A contemporaneidade do tema também é reconhecida através desses cenários e, mais uma vez, temos o espectador inserido, através da imagem, na consciência de sua situação: esse é mundo, seu tempo, sua vivência diária.

A cidade, embora quase nunca apareça, também é um personagem. No caso dos interiores, o próprio visual das mulheres denuncia que não se tratam de pessoas que vivem no campo e, em alguns casos, temos janelas, também tão atuantes quanto as mulheres. Nelas, essas figuras contemplam o mundo fora de seu cubículo, esse contraste, onde se identifica um horizonte que se expande do lado de fora, acentua a claustrofobia do ambiente interior. Tomamos consciência da “caixa” que abriga um alguém.


O nu

Nudez e intimidade, duas idéias já tão interligadas, são ainda mais reforçadas. As personagens são flagradas em atitudes cotidianas e sua naturalidade e deselegância denunciam sua solidão, pois a nudez despida de atrativos não é condenável quando não há observador. O espectador da pintura não interage diretamente com a figura, ele é um voyeur e, do lado de fora, assim como a figura, está só e isolado nessa relação.
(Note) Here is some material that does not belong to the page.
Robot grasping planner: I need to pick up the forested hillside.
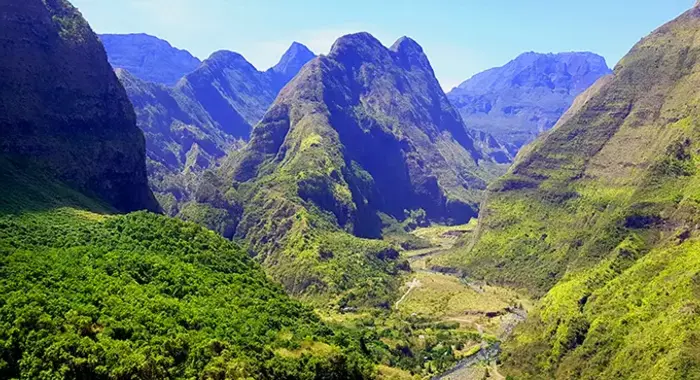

Sem a consciência de estarem sendo observadas e despidas de suas identidades, pois não apresentam roupas nem rostos que as identifiquem, essas mulheres têm em seus corpos a expressão de sua vulnerabilidade. Não há máscaras ou papéis.
Também em seus corpos reconhecemos sinais de nosso tempo: embora desnudas, ostentam tatuagens, cabelos tingidos, resquícios da “artificialidade” mundana. Suas atitudes também refletem o mundano, muitas das mulheres são retratadas fumando ou em momentos de total embriaguez, bebendo sozinhas em casa ou mesmo vomitando no banheiro.

As modelos são necessárias, pois elas fornecem detalhes e características de um indivíduo real, aspectos que uma figura inventada não possui. Esse toque de realidade é outro recurso utilizado para reforçar a identificação entre os espectador e a imagem. Ao se deparar com “uma pessoa de verdade”, o observador se vê.

A escolha das modelos, embora não tenha parâmetros definidos, segue certa tendência. Além de uma certa ligação pessoal entre a modelo e eu, os aspectos contemporâneos descritos acima são o alvo principal das reflexões propostas e, por isso, as modelos escolhidas têm com eles alguma relação. Mesmo que a obra não ofereça diretamente informações sobre as mesmas, espera-se que essas características se manifestem de alguma forma na imagem da pintura.
A fotografia é importante no processo da pintura é um facilitador da relação artista-modelo, pela mera praticidade de não exigir muito tempo da modelo e me permitir trabalhar e elaborar sua imagem pelo tempo que sentir necessário.

Algumas ponderações mais pessoais se fazem necessárias: a escolha pelo nu, especificamente pelo nu feminino com certeza caberia dentro de análises psicanalíticas que não pretendo levantar. Minha intenção não é produzir uma arte auto-biográfica, nem tampouco (no caso dessa série de pinturas) militante. Embora eu também não alimente a ingenuidade de acreditar que traços da minha personalidade e preferências não se manifestam inconscientemente a cada escolha na minha produção. Meus nus não são sexuais na medida em que um corpo nu consegue não ser sexual.